The state of our state is strong. More people were employed in Wisconsin last year than at any point in the history of our great state. Unemployment levels are the lowest in more than 15 years. And the percentage of people working in Wisconsin is one of the highest of any state in the country.
This begs the question, “Are the people of Wisconsin better off than we were six years ago?” The answer is a resounding yes.
It may seem hard to believe now, but during the four years before we took office, Wisconsin had lost more than 133,000 jobs and the unemployment rate peaked at 9.2 percent.
Today, we’ve more than recovered the jobs that departed during the recession, wages are up, and more than 50,000 new businesses have been created. In fact, our biggest challenge is not creating jobs, but finding people to fill them.
We went from a focus on “jobs, jobs, jobs” to talking about “workforce, workforce, workforce.” This is my top priority for 2017 and beyond.
We are working and winning in Wisconsin. In addition to a growing economy, I am pleased to note that our finances are stable. We finished the fiscal year, yet again, with a surplus. Our rainy day fund is 165 times bigger now than it was when we first took office, and Wisconsin has the fourth lowest overall long-term debt obligation of any state in the country.
Getting our finances under control allows us to reduce the burden on the hard-working taxpayers. Since taking office, we’ve cut taxes by more than $4.7 billion. That means a cumulative income tax reduction of $1,159 for a typical family.
We also cut property taxes. Since December of 2010, the cumulative reduction is $426 for a median-valued home. In the decade before we took office, property taxes went up 27 percent. If that trend had continued, the difference is a savings of $1,700. That’s real money.
Just as I promised when running for re-election, property and income taxes will be lower in 2018 than they were in 2010. Throughout the past year, I held listening sessions in every county to hear about where citizens would like the state to be in 20 years. Several major issues came out of these listening sessions. Student success, accountable government, and rewarding work were consistent themes. These areas will be the focus of our state budget.
As promised, we will provide a significant increase in funding for public education. We will also help rural schools that have unique challenges such as transportation costs, broadband access, and declining enrollment.
College affordability was also a major issue at our listening sessions. Over the past four years, we froze instate tuition for all undergraduates at University of Wisconsin campuses. Compared to the previous trend, a typical student saves more than $6,300 over four years. We will go even further as we will actually cut tuition. It will be paid for in the state budget and we will add more resources to the UW System.
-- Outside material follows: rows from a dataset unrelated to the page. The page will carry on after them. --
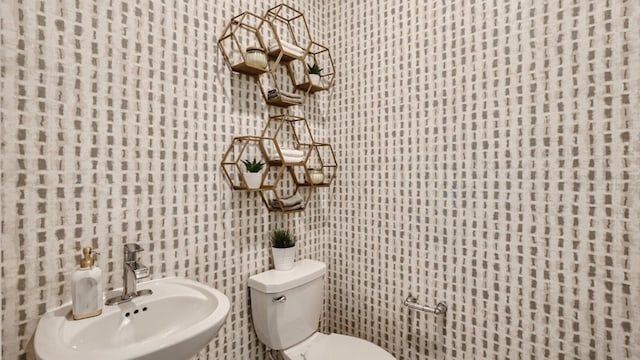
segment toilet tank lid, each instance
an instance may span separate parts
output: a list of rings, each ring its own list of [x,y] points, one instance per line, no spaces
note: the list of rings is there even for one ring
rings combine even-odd
[[[327,271],[325,263],[316,260],[296,261],[291,270],[269,270],[249,278],[249,287],[265,294],[280,293],[315,280]]]

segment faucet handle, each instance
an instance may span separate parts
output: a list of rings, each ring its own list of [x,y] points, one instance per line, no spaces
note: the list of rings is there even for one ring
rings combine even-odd
[[[142,246],[136,244],[136,243],[128,243],[128,244],[124,244],[124,252],[125,253],[137,253],[139,251],[144,251],[144,249],[142,248]]]

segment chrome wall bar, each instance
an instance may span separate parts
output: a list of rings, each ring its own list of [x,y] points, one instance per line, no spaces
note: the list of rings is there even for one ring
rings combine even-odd
[[[420,305],[420,304],[418,304],[418,298],[414,297],[411,294],[409,294],[409,296],[407,296],[407,298],[404,299],[404,302],[402,304],[404,306],[408,307],[409,309],[429,312],[429,313],[436,314],[436,315],[444,315],[444,314],[447,313],[447,304],[446,303],[439,302],[436,305],[436,307],[431,307],[431,306],[427,306],[427,305]]]

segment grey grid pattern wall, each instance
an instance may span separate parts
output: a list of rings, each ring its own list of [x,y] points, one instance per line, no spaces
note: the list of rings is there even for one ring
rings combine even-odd
[[[330,329],[398,359],[640,358],[640,3],[332,5]]]
[[[321,260],[326,222],[318,199],[301,214],[269,214],[257,194],[232,192],[218,166],[268,111],[254,81],[225,67],[216,36],[232,16],[274,5],[0,4],[3,359],[26,358],[39,316],[69,300],[82,246],[101,252],[105,286],[121,286],[125,242],[143,246],[153,278],[185,276],[229,296],[201,359],[263,357],[246,281],[269,268],[267,234],[290,227],[299,256]],[[323,33],[311,4],[291,5]],[[299,111],[322,114],[323,101]],[[322,136],[319,117],[309,121]]]

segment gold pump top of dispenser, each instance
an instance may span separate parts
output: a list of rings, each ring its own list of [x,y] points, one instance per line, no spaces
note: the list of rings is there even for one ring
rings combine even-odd
[[[80,268],[85,269],[92,267],[96,262],[95,254],[97,253],[90,247],[82,248],[82,259],[80,260]]]

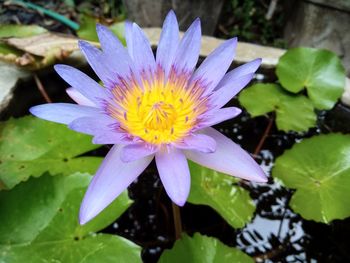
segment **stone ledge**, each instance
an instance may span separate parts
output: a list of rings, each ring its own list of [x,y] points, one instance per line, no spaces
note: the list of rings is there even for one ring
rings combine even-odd
[[[159,41],[160,28],[144,28],[146,35],[149,37],[151,45],[156,46]],[[181,33],[183,35],[183,33]],[[202,36],[202,46],[200,55],[206,57],[216,47],[218,47],[225,40],[218,39],[210,36]],[[266,47],[251,43],[238,42],[237,54],[235,62],[238,64],[249,62],[253,59],[261,57],[263,68],[275,68],[280,56],[282,56],[286,50],[274,47]],[[85,61],[83,55],[79,51],[75,51],[65,61],[69,64],[80,64]],[[2,76],[0,78],[0,112],[8,105],[8,102],[12,99],[13,91],[16,83],[19,79],[29,78],[31,73],[19,69],[13,65],[6,64],[0,61],[0,71]],[[341,98],[342,103],[350,107],[350,80],[346,79],[345,91]]]
[[[160,37],[160,28],[144,28],[144,31],[149,38],[152,46],[157,46]],[[182,36],[183,33],[181,32]],[[224,39],[219,39],[210,36],[202,36],[202,46],[200,55],[206,57],[216,47],[223,43]],[[256,58],[262,58],[262,66],[264,68],[274,68],[277,65],[278,59],[282,56],[286,50],[274,47],[265,47],[261,45],[239,42],[237,45],[237,54],[235,62],[238,64],[249,62]]]

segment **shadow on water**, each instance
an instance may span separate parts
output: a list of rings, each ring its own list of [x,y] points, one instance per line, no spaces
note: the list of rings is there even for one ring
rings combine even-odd
[[[85,72],[92,73],[84,69]],[[273,80],[271,72],[258,79]],[[55,102],[70,101],[64,92],[66,84],[51,72],[41,75],[42,82]],[[22,83],[15,92],[2,120],[28,114],[32,105],[44,103],[34,81]],[[257,103],[259,103],[257,99]],[[237,105],[237,101],[230,102]],[[247,113],[216,128],[249,152],[254,152],[268,125],[268,117],[251,119]],[[319,113],[318,128],[305,134],[278,132],[272,127],[261,151],[254,156],[269,174],[276,157],[295,142],[318,133],[350,132],[350,109],[338,104]],[[92,152],[105,155],[109,146]],[[207,206],[186,204],[181,208],[183,229],[188,234],[200,232],[220,239],[253,256],[257,262],[350,262],[350,218],[329,225],[303,220],[293,213],[288,202],[293,193],[270,178],[267,184],[244,183],[256,204],[253,220],[242,229],[233,229],[219,214]],[[144,262],[156,262],[165,248],[175,242],[171,202],[159,181],[155,164],[129,187],[133,205],[115,223],[103,230],[118,234],[142,246]]]

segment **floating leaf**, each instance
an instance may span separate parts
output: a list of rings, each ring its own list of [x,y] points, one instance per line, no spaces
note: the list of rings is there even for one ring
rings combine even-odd
[[[16,62],[23,55],[20,50],[0,42],[0,59],[8,62]]]
[[[9,38],[5,43],[32,55],[47,57],[56,54],[57,57],[67,56],[78,49],[78,39],[64,34],[46,33],[26,38]]]
[[[191,193],[188,202],[209,205],[231,226],[244,227],[255,211],[248,191],[237,186],[238,179],[189,162]]]
[[[285,92],[277,84],[255,84],[239,95],[241,105],[253,116],[276,112],[276,125],[282,131],[307,131],[316,125],[312,102],[303,95]]]
[[[329,223],[350,216],[350,136],[304,139],[278,157],[272,175],[296,189],[290,201],[305,219]]]
[[[36,25],[0,25],[0,38],[23,38],[46,33],[47,30]],[[7,41],[7,40],[6,40]],[[28,53],[10,45],[0,42],[0,59],[15,63],[19,66],[34,64],[35,58]]]
[[[30,176],[44,172],[94,174],[99,157],[77,157],[100,145],[91,137],[69,130],[61,124],[34,117],[0,123],[0,182],[12,188]]]
[[[78,223],[91,176],[45,175],[0,192],[0,262],[140,262],[140,248],[94,234],[131,204],[126,193],[85,226]]]
[[[0,53],[0,59],[14,62],[16,65],[31,70],[40,69],[67,58],[73,51],[78,50],[78,39],[64,34],[45,33],[25,38],[12,37],[4,39],[7,47],[21,52],[21,56],[7,59]],[[96,43],[94,43],[96,44]],[[97,44],[96,44],[97,45]]]
[[[99,23],[99,19],[82,14],[80,15],[80,28],[77,30],[77,35],[86,40],[98,42],[98,37],[96,33],[96,23]],[[109,29],[118,37],[118,39],[125,45],[126,41],[124,38],[124,22],[115,22],[108,26]]]
[[[37,25],[0,25],[0,38],[29,37],[46,32],[45,28]]]
[[[194,234],[183,235],[172,249],[167,249],[159,263],[253,263],[254,260],[242,251],[228,247],[215,238]]]
[[[280,58],[276,74],[290,92],[306,88],[317,109],[331,109],[345,85],[345,69],[339,57],[328,50],[290,49]]]
[[[96,22],[95,17],[81,14],[79,16],[80,27],[77,30],[77,35],[79,38],[96,41],[98,42],[98,37],[96,33]]]

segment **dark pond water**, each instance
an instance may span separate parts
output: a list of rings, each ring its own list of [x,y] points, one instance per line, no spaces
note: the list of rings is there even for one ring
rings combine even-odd
[[[261,76],[273,78],[269,72]],[[55,102],[69,101],[64,92],[66,84],[56,74],[47,72],[40,78]],[[40,103],[44,101],[35,83],[22,83],[16,90],[15,100],[0,118],[23,116],[28,114],[30,106]],[[254,152],[272,117],[251,119],[243,113],[216,128],[247,151]],[[338,104],[330,112],[320,112],[318,128],[303,135],[278,132],[272,126],[255,158],[269,173],[276,157],[295,142],[318,133],[350,132],[348,123],[350,109]],[[109,146],[104,146],[94,154],[105,155],[108,149]],[[267,184],[247,182],[242,183],[242,187],[250,191],[257,206],[252,222],[246,227],[233,229],[210,207],[186,204],[181,208],[184,231],[190,235],[200,232],[216,237],[245,251],[257,262],[350,262],[350,218],[335,220],[329,225],[303,220],[288,206],[293,191],[281,187],[272,178]],[[175,234],[171,202],[154,163],[129,187],[129,192],[134,204],[103,232],[132,240],[143,247],[144,262],[156,262],[164,249],[172,247]]]

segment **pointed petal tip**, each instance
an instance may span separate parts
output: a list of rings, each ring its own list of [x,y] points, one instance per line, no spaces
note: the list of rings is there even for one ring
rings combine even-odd
[[[199,32],[200,32],[200,34],[202,34],[202,32],[201,32],[201,19],[199,18],[199,17],[197,17],[194,21],[193,21],[193,23],[192,23],[192,25],[190,26],[190,27],[194,27],[196,30],[198,30]]]
[[[85,48],[88,45],[89,45],[89,43],[86,42],[85,40],[81,40],[81,39],[78,40],[78,46],[80,49]]]
[[[54,70],[59,74],[60,71],[67,69],[67,65],[65,64],[56,64],[53,66]]]
[[[84,202],[84,201],[83,201]],[[86,223],[90,222],[96,215],[86,213],[85,209],[83,208],[84,203],[81,204],[80,206],[80,211],[79,211],[79,224],[85,225]]]
[[[107,28],[104,25],[100,23],[96,23],[96,31],[105,30],[105,29]]]
[[[237,37],[233,37],[233,38],[230,38],[229,40],[226,40],[226,41],[232,42],[232,43],[234,43],[234,44],[237,44],[238,38],[237,38]]]
[[[183,207],[186,204],[186,200],[172,200],[177,206]]]
[[[261,63],[262,63],[262,58],[254,59],[253,61],[251,61],[251,63],[256,65],[256,70],[257,70],[260,67]]]
[[[88,222],[88,220],[86,219],[82,219],[81,217],[79,217],[79,225],[83,226]]]
[[[98,23],[96,24],[96,33],[97,33],[97,36],[100,40],[100,43],[101,43],[101,39],[103,38],[103,37],[101,37],[102,35],[110,34],[110,33],[113,34],[112,31],[108,27],[106,27],[102,24],[98,24]],[[102,43],[101,43],[101,45],[102,45]]]
[[[254,178],[254,182],[256,183],[267,183],[269,178],[265,175],[265,173],[259,174],[256,178]]]
[[[168,16],[168,15],[175,15],[174,9],[170,9],[170,11],[168,12],[167,16]]]
[[[166,15],[165,20],[168,20],[168,19],[171,19],[173,21],[175,21],[177,23],[177,18],[176,18],[176,14],[175,14],[175,11],[173,9],[171,9],[168,14]]]

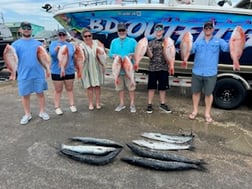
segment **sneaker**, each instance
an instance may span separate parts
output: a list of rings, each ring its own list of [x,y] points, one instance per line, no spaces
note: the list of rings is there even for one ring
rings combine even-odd
[[[170,108],[165,104],[160,104],[159,108],[160,108],[160,110],[163,110],[165,113],[171,113],[172,112],[170,110]]]
[[[32,115],[31,115],[31,114],[30,114],[30,115],[24,115],[24,116],[22,117],[22,119],[20,120],[20,124],[21,124],[21,125],[27,124],[27,123],[31,120],[31,118],[32,118]]]
[[[135,113],[136,112],[136,106],[135,105],[131,105],[130,106],[130,112],[131,113]]]
[[[126,106],[124,106],[124,105],[118,105],[117,107],[116,107],[116,109],[115,109],[115,111],[116,112],[120,112],[121,110],[123,110],[123,109],[125,109],[126,108]]]
[[[50,116],[46,112],[40,112],[39,117],[45,121],[50,119]]]
[[[77,112],[77,108],[75,106],[70,106],[70,110],[72,113]]]
[[[147,112],[148,114],[151,114],[151,113],[153,112],[153,108],[152,108],[152,105],[151,105],[151,104],[149,104],[149,105],[147,106],[146,112]]]
[[[55,109],[55,113],[56,113],[57,115],[62,115],[62,114],[63,114],[61,108],[56,108],[56,109]]]

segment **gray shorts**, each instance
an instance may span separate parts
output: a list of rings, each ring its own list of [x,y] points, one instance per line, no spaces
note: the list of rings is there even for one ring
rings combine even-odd
[[[122,91],[127,87],[128,91],[135,91],[136,86],[132,85],[132,82],[127,78],[126,75],[120,75],[118,77],[119,83],[116,85],[116,91]]]
[[[192,93],[203,92],[207,96],[211,95],[214,91],[216,80],[217,75],[199,76],[192,74]]]

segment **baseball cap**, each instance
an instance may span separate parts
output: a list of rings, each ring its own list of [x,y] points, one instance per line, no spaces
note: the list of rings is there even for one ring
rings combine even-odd
[[[21,28],[28,27],[30,29],[32,28],[31,23],[29,23],[29,22],[21,22],[20,27]]]
[[[156,28],[164,29],[164,25],[162,23],[158,23],[158,24],[155,25],[155,29]]]
[[[213,24],[213,22],[211,22],[211,21],[208,21],[208,22],[205,22],[204,23],[204,26],[203,26],[203,28],[205,28],[205,27],[214,27],[214,24]]]
[[[65,29],[59,29],[59,30],[58,30],[58,34],[59,34],[59,33],[64,33],[64,34],[66,34],[66,30],[65,30]]]
[[[124,23],[119,23],[117,25],[117,30],[126,30],[126,25]]]

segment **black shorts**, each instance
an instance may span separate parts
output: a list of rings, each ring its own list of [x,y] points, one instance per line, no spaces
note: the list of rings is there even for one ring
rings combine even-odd
[[[168,71],[155,71],[148,73],[147,89],[166,90],[169,89],[169,73]]]
[[[64,77],[60,77],[60,74],[51,74],[51,77],[53,81],[64,81],[68,79],[74,79],[75,74],[65,75]]]

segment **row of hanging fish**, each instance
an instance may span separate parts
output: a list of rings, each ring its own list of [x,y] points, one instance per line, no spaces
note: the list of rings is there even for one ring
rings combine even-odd
[[[105,65],[106,64],[106,52],[103,47],[97,48],[97,59],[98,61]],[[6,64],[6,67],[10,71],[10,80],[16,79],[16,71],[18,66],[18,56],[16,53],[16,50],[11,45],[7,44],[4,52],[3,52],[3,58],[4,62]],[[37,49],[37,58],[39,63],[46,69],[50,69],[51,65],[51,57],[49,53],[46,51],[46,49],[43,46],[39,46]],[[63,45],[59,48],[57,59],[59,61],[59,67],[61,68],[61,77],[65,76],[65,68],[67,66],[68,60],[69,60],[69,52],[67,45]],[[85,61],[85,54],[83,51],[83,48],[80,44],[75,45],[75,51],[74,51],[74,65],[77,72],[77,77],[80,79],[82,77],[82,69],[83,64]],[[49,75],[48,75],[49,77]]]
[[[136,155],[123,157],[122,161],[154,170],[175,171],[196,169],[205,171],[202,159],[191,159],[182,155],[164,152],[164,150],[188,150],[191,149],[193,135],[167,135],[161,133],[142,133],[142,137],[152,141],[133,140],[127,144],[128,148]],[[161,142],[160,142],[161,141]]]
[[[70,140],[81,144],[61,144],[60,153],[71,159],[91,165],[111,163],[123,149],[123,145],[109,139],[72,137]]]
[[[239,59],[241,58],[244,46],[246,42],[246,35],[242,29],[242,27],[237,26],[235,27],[234,31],[232,32],[230,41],[229,41],[229,47],[230,47],[230,56],[233,60],[233,70],[240,70],[240,63]],[[190,32],[186,32],[181,40],[180,43],[180,56],[182,60],[181,66],[183,68],[187,68],[187,62],[191,55],[193,45],[193,36]],[[140,39],[137,43],[135,52],[134,52],[134,67],[131,69],[131,72],[134,72],[134,70],[138,70],[139,63],[141,59],[144,57],[144,55],[147,52],[148,48],[148,39],[146,37]],[[163,42],[163,54],[168,61],[170,65],[174,65],[175,63],[175,55],[176,55],[176,48],[174,45],[174,41],[170,37],[164,38]],[[117,57],[114,59],[113,65],[112,65],[112,71],[114,73],[115,77],[115,83],[118,84],[118,73],[119,69],[122,68],[120,66],[120,62],[122,62],[121,59],[118,59]],[[171,75],[174,75],[174,70]]]

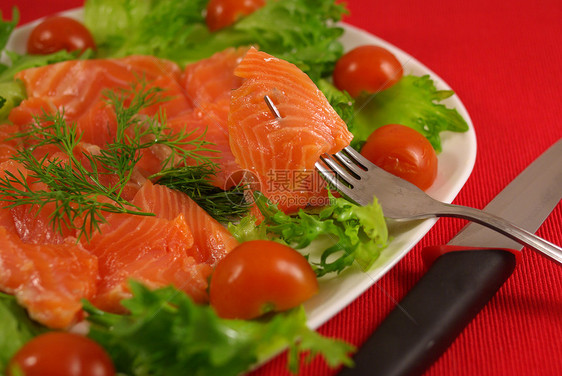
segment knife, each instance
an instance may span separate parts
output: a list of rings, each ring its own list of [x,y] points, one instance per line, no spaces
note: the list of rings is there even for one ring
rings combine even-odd
[[[535,232],[562,199],[562,139],[484,211]],[[427,273],[339,376],[420,375],[449,347],[512,274],[522,245],[476,223],[444,246],[422,250]]]

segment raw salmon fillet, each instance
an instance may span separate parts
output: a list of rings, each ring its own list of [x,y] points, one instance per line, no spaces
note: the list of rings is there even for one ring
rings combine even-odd
[[[20,140],[13,138],[19,132],[19,127],[14,124],[0,124],[0,163],[16,155],[21,147]]]
[[[44,189],[16,161],[0,164],[0,176],[8,173]],[[53,230],[50,210],[49,204],[39,213],[29,205],[0,209],[0,291],[15,295],[34,320],[66,328],[80,318],[81,299],[96,293],[98,260],[75,238]]]
[[[0,177],[5,179],[8,173],[26,181],[32,191],[48,190],[45,184],[30,178],[29,171],[19,162],[8,160],[0,163]],[[18,186],[18,189],[25,190],[21,185]],[[17,234],[24,243],[60,244],[64,242],[66,236],[74,236],[75,231],[65,229],[64,235],[55,231],[50,218],[53,209],[54,204],[52,203],[44,204],[41,211],[38,211],[37,206],[30,204],[3,208],[0,210],[0,218],[2,218],[0,225]]]
[[[242,79],[234,75],[234,70],[247,52],[247,47],[227,48],[185,67],[181,83],[193,107],[230,98],[231,91],[242,84]]]
[[[244,79],[232,93],[230,148],[256,189],[285,211],[318,206],[324,181],[314,164],[323,153],[349,145],[352,134],[312,80],[295,65],[252,48],[234,73]],[[264,96],[281,115],[275,118]]]
[[[180,74],[175,63],[153,56],[69,60],[27,69],[16,78],[23,81],[28,99],[11,111],[9,119],[24,128],[44,111],[54,114],[58,110],[65,120],[75,122],[83,142],[104,147],[114,139],[117,128],[115,112],[107,103],[109,90],[130,89],[144,81],[146,89],[162,91],[156,95],[160,102],[141,113],[153,116],[161,111],[175,116],[191,106],[179,83]],[[146,170],[146,175],[160,169],[160,160],[143,162],[139,169]]]
[[[121,312],[128,280],[156,288],[173,284],[206,302],[211,265],[237,243],[189,197],[149,181],[132,201],[155,217],[112,214],[84,246],[99,259],[101,282],[94,304]],[[195,240],[195,243],[194,243]]]
[[[133,204],[159,218],[171,220],[178,213],[182,214],[194,239],[189,254],[199,263],[214,266],[238,245],[238,241],[223,225],[184,193],[147,182],[135,196]]]
[[[81,299],[93,297],[97,277],[96,257],[75,240],[27,244],[0,227],[0,289],[15,295],[34,320],[51,328],[71,325]]]
[[[213,162],[220,166],[211,182],[221,189],[239,182],[234,178],[240,167],[230,150],[228,112],[232,90],[242,84],[242,79],[234,75],[234,69],[247,51],[246,47],[227,48],[208,59],[188,64],[181,76],[181,84],[192,109],[168,119],[173,129],[187,125],[188,130],[196,131],[194,136],[205,132],[206,140],[213,143],[209,148],[214,151],[201,154],[213,158]]]
[[[162,76],[177,81],[179,67],[153,56],[130,56],[121,59],[69,60],[31,68],[16,74],[23,81],[28,98],[44,98],[65,116],[76,120],[96,105],[108,88],[128,88],[144,79],[150,83]],[[25,109],[25,100],[18,106]],[[88,140],[84,140],[89,142]]]

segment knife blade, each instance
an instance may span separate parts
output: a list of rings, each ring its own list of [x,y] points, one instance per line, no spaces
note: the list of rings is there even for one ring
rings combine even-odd
[[[535,232],[562,199],[562,139],[485,208]],[[476,223],[422,250],[427,273],[354,356],[349,375],[419,375],[449,347],[512,274],[523,247]]]

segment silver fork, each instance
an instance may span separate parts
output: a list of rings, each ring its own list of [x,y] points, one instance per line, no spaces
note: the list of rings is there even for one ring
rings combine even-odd
[[[281,118],[267,95],[264,100],[273,115]],[[468,206],[437,201],[414,184],[374,165],[351,146],[336,154],[321,156],[315,166],[333,188],[355,203],[368,205],[376,197],[386,218],[396,221],[434,217],[466,219],[498,231],[562,265],[562,248],[498,216]]]
[[[374,165],[350,146],[336,154],[320,157],[316,169],[336,190],[357,204],[370,204],[377,197],[386,218],[396,221],[434,217],[467,219],[562,264],[562,248],[490,213],[435,200],[414,184]]]

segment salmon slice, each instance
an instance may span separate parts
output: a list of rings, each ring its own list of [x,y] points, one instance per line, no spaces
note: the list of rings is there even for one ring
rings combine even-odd
[[[15,124],[0,125],[0,163],[11,159],[21,147],[19,139],[14,136],[20,131]]]
[[[101,282],[93,300],[99,308],[124,312],[120,302],[131,296],[129,279],[151,288],[172,284],[196,302],[207,301],[211,267],[187,255],[193,237],[183,216],[170,221],[118,214],[101,232],[85,245],[99,259]]]
[[[101,97],[107,88],[128,88],[141,79],[151,82],[161,76],[178,80],[179,67],[153,56],[121,59],[69,60],[16,74],[23,81],[29,98],[51,98],[57,108],[64,107],[76,119]]]
[[[181,71],[170,61],[153,56],[130,56],[121,59],[69,60],[19,72],[28,99],[10,113],[10,121],[28,124],[43,111],[64,111],[67,121],[76,122],[82,141],[104,146],[113,140],[116,119],[107,103],[107,90],[130,89],[144,80],[146,88],[159,87],[160,102],[143,111],[175,115],[189,107],[179,84]]]
[[[117,119],[107,103],[106,91],[121,90],[144,78],[148,88],[162,90],[157,104],[145,108],[141,114],[165,114],[171,132],[193,132],[192,138],[205,133],[214,145],[214,152],[202,152],[212,157],[221,171],[212,179],[219,188],[229,188],[239,167],[230,151],[228,139],[228,111],[231,91],[242,79],[234,69],[247,48],[230,48],[212,57],[186,66],[183,73],[174,64],[151,56],[132,56],[122,59],[66,61],[32,68],[18,73],[28,98],[10,113],[10,121],[21,128],[44,112],[64,111],[64,118],[75,122],[82,141],[104,147],[115,138]],[[191,148],[186,145],[186,148]],[[137,168],[148,177],[162,168],[162,161],[170,151],[152,147],[143,152]]]
[[[159,218],[173,219],[178,213],[182,214],[194,239],[190,255],[199,263],[214,266],[238,245],[223,225],[182,192],[146,182],[133,204]]]
[[[50,98],[57,108],[64,108],[69,119],[78,119],[101,98],[103,90],[127,88],[142,77],[153,80],[162,74],[156,66],[155,71],[135,69],[130,62],[137,60],[69,60],[26,69],[15,78],[23,81],[28,97]]]
[[[242,79],[234,75],[234,69],[247,51],[246,47],[228,48],[208,59],[188,64],[180,82],[192,109],[168,118],[169,126],[176,132],[183,127],[194,131],[194,137],[205,132],[205,139],[213,143],[209,149],[214,152],[201,154],[212,158],[220,166],[211,182],[221,189],[228,189],[239,182],[233,179],[240,167],[230,150],[228,112],[232,90],[242,84]]]
[[[324,94],[295,65],[252,48],[234,72],[244,79],[232,93],[228,129],[238,165],[284,211],[325,203],[314,164],[349,145],[352,134]],[[268,95],[281,115],[269,110]]]
[[[32,191],[48,190],[45,184],[36,182],[29,177],[30,172],[19,162],[6,161],[0,163],[0,176],[7,178],[7,174],[11,173],[23,179]],[[12,180],[10,178],[10,180]],[[12,183],[14,185],[18,185]],[[23,186],[17,187],[25,190]],[[17,234],[24,243],[32,244],[60,244],[64,242],[67,236],[74,236],[75,231],[71,229],[63,229],[63,234],[59,233],[51,224],[51,214],[55,208],[54,203],[46,203],[39,211],[36,205],[18,205],[13,208],[3,208],[0,210],[0,225]]]
[[[208,157],[213,163],[219,166],[217,173],[210,178],[211,183],[221,189],[229,189],[239,181],[232,179],[240,167],[234,160],[234,155],[230,150],[228,137],[228,109],[230,98],[223,99],[216,103],[207,103],[203,108],[195,108],[183,115],[168,119],[168,127],[172,132],[185,130],[193,132],[190,139],[204,137],[211,142],[207,146],[208,151],[200,151],[198,154]],[[186,149],[193,149],[193,146],[186,145]],[[195,161],[188,161],[195,164]]]
[[[74,154],[75,157],[91,171],[90,162],[86,158],[86,154],[97,152],[99,152],[99,147],[80,143],[75,149]],[[47,157],[47,160],[56,160],[63,164],[68,161],[68,156],[59,151],[54,145],[45,145],[37,148],[34,151],[34,155],[39,160],[43,157]],[[114,186],[118,183],[119,178],[115,174],[106,174],[105,172],[107,171],[101,166],[97,166],[97,170],[100,172],[99,181],[101,184]],[[32,176],[33,174],[18,162],[7,161],[0,163],[0,176],[5,178],[8,171],[20,179],[23,178],[31,191],[48,192],[50,190],[46,184],[37,181],[37,179]],[[140,189],[140,185],[143,184],[145,180],[146,179],[142,176],[133,176],[123,188],[121,197],[128,201],[132,200]],[[19,189],[23,189],[23,187],[20,186]],[[0,223],[6,223],[6,227],[16,233],[24,243],[60,244],[69,236],[77,237],[78,233],[76,229],[68,227],[64,223],[61,223],[61,228],[54,228],[52,216],[56,209],[57,203],[55,202],[43,203],[41,207],[31,204],[18,205],[0,212],[0,215],[6,218],[5,220],[2,219]],[[75,225],[80,226],[81,221],[80,218],[76,219]]]
[[[211,265],[237,245],[218,222],[185,194],[149,181],[132,201],[155,217],[113,214],[89,243],[99,259],[101,282],[94,303],[122,312],[127,281],[156,288],[174,285],[196,302],[206,302]]]
[[[242,84],[242,79],[234,75],[234,69],[247,51],[247,47],[227,48],[185,67],[181,84],[193,107],[230,98],[230,92]]]
[[[0,227],[0,290],[15,295],[34,320],[61,329],[77,321],[97,276],[96,257],[75,240],[26,244]]]
[[[21,177],[22,180],[27,180],[27,170],[19,162],[13,160],[7,160],[5,162],[0,163],[0,177],[2,179],[6,179],[8,173],[11,173],[12,175],[15,175],[17,177]],[[21,185],[15,185],[15,186],[16,189],[19,190],[23,189]],[[2,201],[2,208],[0,209],[0,226],[4,227],[11,233],[16,233],[17,229],[14,223],[12,210],[10,208],[6,208],[5,206],[7,205],[8,203]]]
Access to high speed and reliable internet service is something we hear about repeatedly throughout the state. That’s why I am proposing the state invest $35.5 million more to expand our broadband access grant program and for our efforts to help upgrade technology and train teachers from small and rural school districts. That would bring our total investment to $52 million to help connect everyone in the state.
On transportation, we will provide local governments with the largest increase in transportation aids since the 1990s. They can use these funds to fix roads and bridges and potholes in their communities. We will also provide more money for state highway rehabilitation than ever before.
We can do all of this without a gas tax or vehicle registration fee increase. I will keep the promise I made to the voters in the last election. Whether you agree with me or not, I hope you can respect that I will keep my word. We did not get elected by the people of Wisconsin to raise taxes.
As mentioned, more people are working than ever before in our state. Our schools continue to be some of the best in the country. The UW just went up in another ranking. Our improvement in the tax climate is one of the best in the nation. Health care systems in our state are ranked in the top three in the country. And our farmers continue to grow and produce some of the best food on the planet. Heck, we just won the gold medal for the best cheese in the world.
Let’s face it. There is plenty to celebrate in Wisconsin.
The state of our state is strong. Wisconsin’s future is bright. But we’re not done yet. There is more work for us to do. Together, we can move Wisconsin forward.
Scott Walker is the governor of Wisconsin.